One of the several reasons why I don’t get along with corporations is that they tend to stifle a great amount of innovation. Once a “new” idea is presented to the corporation, it has to be run by the manufacturing department (to see if they can make it), and then the marketing department (to see if they can sell it). Afterwards, focus groups and test markets become involved to see how much interest and profits can be had. By the time a “new” product is introduced, the uniqueness is long gone, battered by the development process.
Not all corporations and companies do this, but enough of them.
I bring up this generalization, as I want to introduce you all to two new products, to illustrate the above point.
Somewhere in Hershey, Pennsylvania, it was decided that the corporation needed to make more money, and that a new product should be introduced. After running through the above process, and after an extended period of time, a product was released to the general public. Called Kissables, They are “miniature candy-coated versions of one of the world’s most recognizable brands. These colorful, fun-able candies, blue, red, yellow, green, and orange, come in convenient, single-serve packaging.”
What you have is a corporation that has spent thousands, if not millions, of dollars on a product which sounds eerily like M&M’s.
Now people may run to the defence of Hershey’s, saying that there’s precious little one can do in the field of chocolate. Once you’ve dealt with caramel, nuts, shredded coconut, marshallows, maybe a little peanut butter in your products, you’ve covered about 80% of all chocolate products already out there.

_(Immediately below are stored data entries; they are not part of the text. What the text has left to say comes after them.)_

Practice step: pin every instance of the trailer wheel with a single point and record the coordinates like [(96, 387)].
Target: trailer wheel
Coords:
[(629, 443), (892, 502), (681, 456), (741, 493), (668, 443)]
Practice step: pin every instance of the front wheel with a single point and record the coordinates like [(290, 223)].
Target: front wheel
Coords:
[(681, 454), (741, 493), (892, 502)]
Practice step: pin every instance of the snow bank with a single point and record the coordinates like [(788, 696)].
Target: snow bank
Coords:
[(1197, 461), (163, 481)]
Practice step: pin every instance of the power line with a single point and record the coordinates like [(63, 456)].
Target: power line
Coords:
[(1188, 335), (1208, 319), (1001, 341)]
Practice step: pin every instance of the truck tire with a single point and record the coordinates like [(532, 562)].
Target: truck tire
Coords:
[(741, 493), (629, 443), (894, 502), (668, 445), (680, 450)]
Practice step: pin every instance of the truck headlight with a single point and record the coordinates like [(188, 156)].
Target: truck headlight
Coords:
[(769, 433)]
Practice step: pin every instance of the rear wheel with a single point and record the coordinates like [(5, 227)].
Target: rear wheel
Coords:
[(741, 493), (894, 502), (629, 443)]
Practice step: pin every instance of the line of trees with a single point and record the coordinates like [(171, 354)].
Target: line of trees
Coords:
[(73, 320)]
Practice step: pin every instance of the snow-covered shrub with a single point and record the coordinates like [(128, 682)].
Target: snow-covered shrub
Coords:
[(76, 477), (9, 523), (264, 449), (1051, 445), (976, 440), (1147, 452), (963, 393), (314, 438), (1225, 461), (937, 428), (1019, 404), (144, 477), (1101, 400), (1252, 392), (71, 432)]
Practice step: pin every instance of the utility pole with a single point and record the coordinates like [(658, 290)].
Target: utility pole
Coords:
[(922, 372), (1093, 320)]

But then you look at Jelly Bellys. They take up a far smaller segment of the candy market. As a company, they wish to increase how much money they make. So what do they come up with? A product called JBz. As their product page states, JBz’s are “chocolate centers with candy shells with twelve delectable flavors such as Chocolate Cappuccino JBz and Chocolate Caramel JBz, as well as classically delightful pairings of chocolate in Chocolate Coconut, Chocolate Vanilla, and Chocolate Fudge Brownie.”
Sounds like M&M’s, but with a new twist, doesn’t it? Granted, it probably wasn’t a stretch for the Folks at Jelly Belly’s to go “Hey, let’s add flavors to an M&M style candy!”, as they have already done this with their Jelly Bean line. But they have added to the diversity of the candy marketplace, something Hershey’s didn’t do with their Kissable line.